Las células madre normales viven en un "nicho" específico, un pequeño espacio estructurado que les proporciona señales químicas y físicas. Las CMT a menudo colonizan este mismo nicho, pero también pueden crear su propio microambiente alrededor del tumor. Este entorno, conocido como el microambiente tumoral, es más desordenado y rico en señales de supervivencia. Las CMT interactúan con células inmunitarias, fibras de colágeno y vasos sanguíneos para protegerse. Esta interacción es más intensa que en los tejidos sanos, donde la comunicación es más estática. El nicho tumoral actúa como un refugio que protege a las CMT de la quimioterapia y la radiación.

Dato curioso: Las CMT pueden "dormir" durante años en el nicho tumoral, escapando a la detección clínica hasta que una señal externa, como una inflamación o un cambio hormonal, las despierta.

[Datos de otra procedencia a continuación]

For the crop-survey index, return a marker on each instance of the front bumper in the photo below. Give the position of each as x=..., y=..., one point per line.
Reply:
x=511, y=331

Esto explica muchas recaídas tardías en el cáncer.

Marcadores de superficie y ejemplos concretos

Para identificar a estas células, los científicos buscan marcadores en su superficie, aunque no existe un único marcador universal. El gen CD34 es un ejemplo clásico utilizado en la leucemia mieloide crónica. En este cáncer, las células que expresan CD34 tienden a tener mayor capacidad de renovación que las demás células del tumor. Otro marcador frecuente es CD133, que se encuentra en glioblastomas (tumores cerebrales) y en ciertos cánceres de colon. Estos marcadores ayudan a distinguir a las CMT de las células tumorales más genéricas, aunque su expresión puede variar según el tipo de cáncer.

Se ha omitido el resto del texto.